As transmissi­on falls, hospitaliz­ations have followed.

When California launched its updated modeling tool in the second week of December, the reproducti­ve rate of the virus in the state was 1.2, meaning a single infected person would spread the virus to an average of more than one other person, a formula for exponentia­l growth.

Now, the statewide “Reffective” rate has fallen to 0.69, and spread is likely decreasing, meaning a rate of 0.9 or lower, in all but seven counties, according to the state models. In the Bay Area, the reproducti­ve rates range from 0.83 in Marin County to 0.64 in Alameda County.

As a region, the Bay Area’s improvemen­t has been slightly outpaced by the state. Cases in the region have fallen approximat­ely 83% from last month’s peak and 47% in the past two weeks. Southern California is averaging one-tenth of the cases from its peak last month, including a 55% decline in the past two weeks.

With a peak infection rate last month more than double that of the Bay Area, per-capita, Southern California’s 13.8 daily cases per 100,000 residents over the past week remains higher than the Bay Area’s 10.5 per 100,000, despite a more drastic decline.

Southern California is still feeling the effects of the state’s largest and most sustained outbreak, once again accounting for the majority of the fatalities reported on Thursday, though less than the region’s outsized share of the overall death toll.

On Thursday, California’s death toll increased to 51,384 with 394 new fatalities.

Los Angeles County reported 115 new deaths, followed by 42 in Riverside County, 41 in Orange County and 30 in San Diego County.

In total, Southern California accounted for about 65% of the statewide fatalities Thursday and has been responsibl­e for nearly three in every four deaths since the onset of the pandemic, despite making up just below 60% of the state’s population.

In the Bay Area, there were 51 deaths reported between its locales, led by 19 in Contra Costa and 18 in Santa Clara counties.
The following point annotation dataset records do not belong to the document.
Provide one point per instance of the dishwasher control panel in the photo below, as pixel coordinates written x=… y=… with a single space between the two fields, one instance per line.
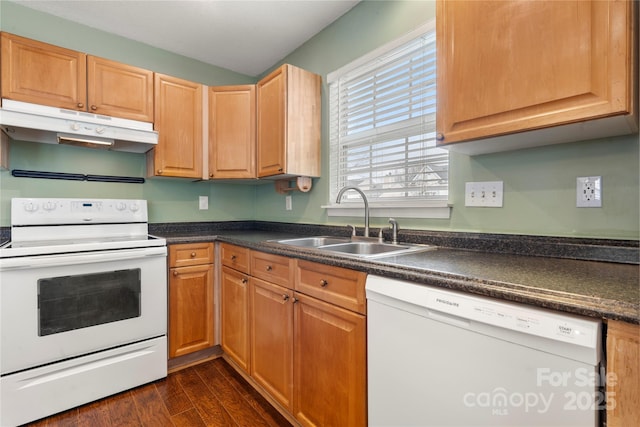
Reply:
x=530 y=320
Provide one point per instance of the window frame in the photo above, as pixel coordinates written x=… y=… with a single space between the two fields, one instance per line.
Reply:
x=409 y=209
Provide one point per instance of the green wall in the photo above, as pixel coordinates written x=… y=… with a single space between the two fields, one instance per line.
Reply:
x=539 y=183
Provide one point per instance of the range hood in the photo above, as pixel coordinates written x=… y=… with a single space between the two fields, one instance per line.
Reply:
x=38 y=123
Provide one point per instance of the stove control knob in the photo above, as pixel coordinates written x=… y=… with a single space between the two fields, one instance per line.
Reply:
x=49 y=206
x=31 y=207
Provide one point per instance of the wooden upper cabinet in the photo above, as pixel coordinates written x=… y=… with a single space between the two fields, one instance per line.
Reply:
x=45 y=74
x=232 y=131
x=119 y=90
x=511 y=66
x=178 y=120
x=289 y=114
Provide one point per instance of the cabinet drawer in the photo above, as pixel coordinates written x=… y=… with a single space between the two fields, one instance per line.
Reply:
x=336 y=285
x=272 y=268
x=235 y=257
x=183 y=255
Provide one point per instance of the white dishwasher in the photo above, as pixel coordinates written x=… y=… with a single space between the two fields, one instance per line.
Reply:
x=443 y=358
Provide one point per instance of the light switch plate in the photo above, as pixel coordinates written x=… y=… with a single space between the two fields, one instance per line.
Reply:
x=589 y=192
x=486 y=194
x=203 y=202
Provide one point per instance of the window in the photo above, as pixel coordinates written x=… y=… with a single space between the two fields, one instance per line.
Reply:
x=382 y=127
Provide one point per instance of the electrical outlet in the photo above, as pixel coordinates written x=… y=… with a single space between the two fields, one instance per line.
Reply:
x=589 y=192
x=203 y=202
x=483 y=194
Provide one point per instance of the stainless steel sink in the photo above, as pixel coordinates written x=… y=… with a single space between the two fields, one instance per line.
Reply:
x=356 y=248
x=312 y=242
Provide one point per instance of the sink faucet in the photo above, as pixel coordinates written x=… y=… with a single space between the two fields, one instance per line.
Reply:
x=366 y=206
x=394 y=230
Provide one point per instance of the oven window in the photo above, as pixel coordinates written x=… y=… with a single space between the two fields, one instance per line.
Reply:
x=73 y=302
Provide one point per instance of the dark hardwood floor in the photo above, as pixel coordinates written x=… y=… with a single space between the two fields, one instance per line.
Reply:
x=208 y=394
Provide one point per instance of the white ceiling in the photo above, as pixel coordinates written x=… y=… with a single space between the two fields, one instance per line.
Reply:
x=246 y=36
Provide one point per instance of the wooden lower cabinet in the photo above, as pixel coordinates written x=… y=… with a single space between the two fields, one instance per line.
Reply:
x=330 y=364
x=272 y=340
x=234 y=316
x=191 y=300
x=623 y=374
x=190 y=309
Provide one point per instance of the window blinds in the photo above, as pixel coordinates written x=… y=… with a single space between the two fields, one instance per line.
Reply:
x=382 y=127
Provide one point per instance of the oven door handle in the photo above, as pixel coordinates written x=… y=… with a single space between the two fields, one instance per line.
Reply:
x=81 y=258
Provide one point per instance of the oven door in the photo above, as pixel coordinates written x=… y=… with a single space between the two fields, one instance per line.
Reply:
x=57 y=307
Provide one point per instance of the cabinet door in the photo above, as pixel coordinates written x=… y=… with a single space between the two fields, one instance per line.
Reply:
x=272 y=339
x=185 y=254
x=119 y=90
x=232 y=131
x=178 y=120
x=190 y=309
x=234 y=316
x=329 y=364
x=272 y=122
x=623 y=374
x=510 y=66
x=43 y=74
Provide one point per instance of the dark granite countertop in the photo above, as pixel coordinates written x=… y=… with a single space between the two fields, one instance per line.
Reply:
x=607 y=290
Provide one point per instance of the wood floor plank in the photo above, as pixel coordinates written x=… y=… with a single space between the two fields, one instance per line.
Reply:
x=209 y=407
x=231 y=399
x=188 y=418
x=150 y=407
x=209 y=394
x=173 y=395
x=94 y=414
x=122 y=410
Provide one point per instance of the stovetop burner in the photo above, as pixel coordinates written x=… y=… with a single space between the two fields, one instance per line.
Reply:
x=51 y=226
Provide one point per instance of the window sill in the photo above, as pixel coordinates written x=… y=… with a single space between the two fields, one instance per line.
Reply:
x=437 y=210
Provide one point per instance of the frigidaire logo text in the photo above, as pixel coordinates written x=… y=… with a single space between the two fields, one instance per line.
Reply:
x=565 y=330
x=447 y=302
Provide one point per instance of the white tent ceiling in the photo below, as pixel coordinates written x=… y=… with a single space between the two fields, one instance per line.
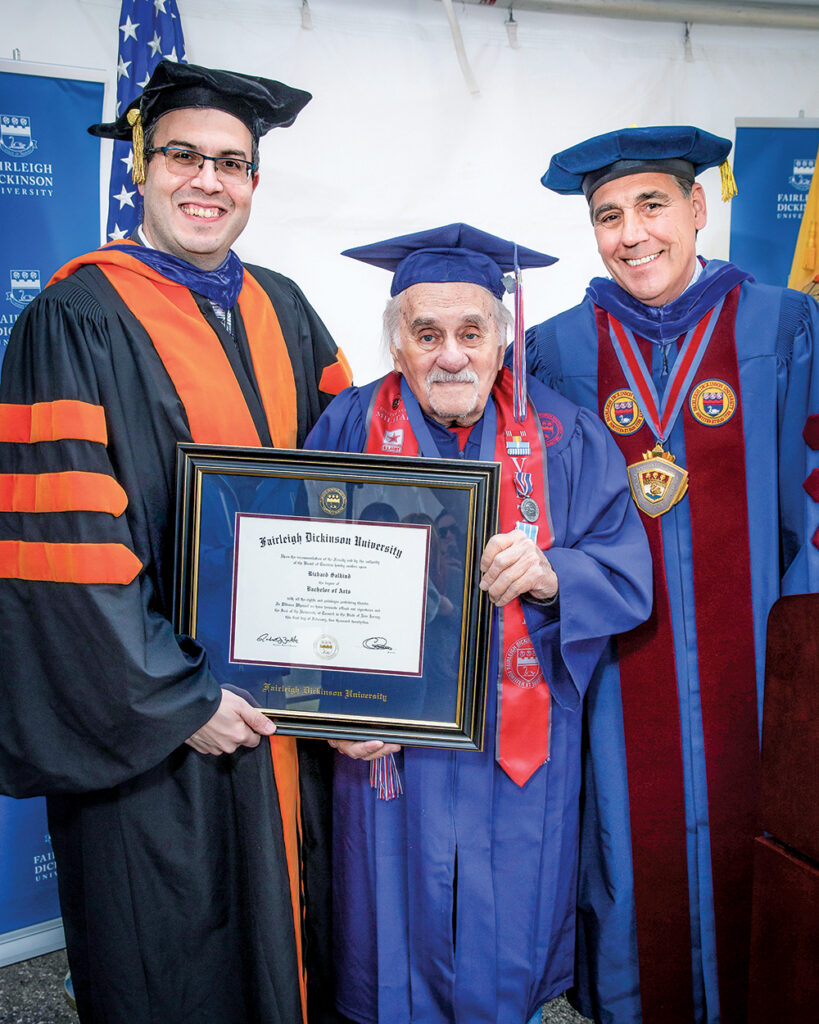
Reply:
x=394 y=140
Alameda County also added six deaths, and San Francisco reported four. Over the course of the pandemic, the region has accounted for approximat­ely one in every nine of California’s fatalities, while being home to about one in every five California­ns.

Deaths everywhere are coming in smaller numbers than this time last month. A month from now, California’s death toll is projected to have grown by fewer than 4,000, according to the state models, climbing close to 55,000 by March 20.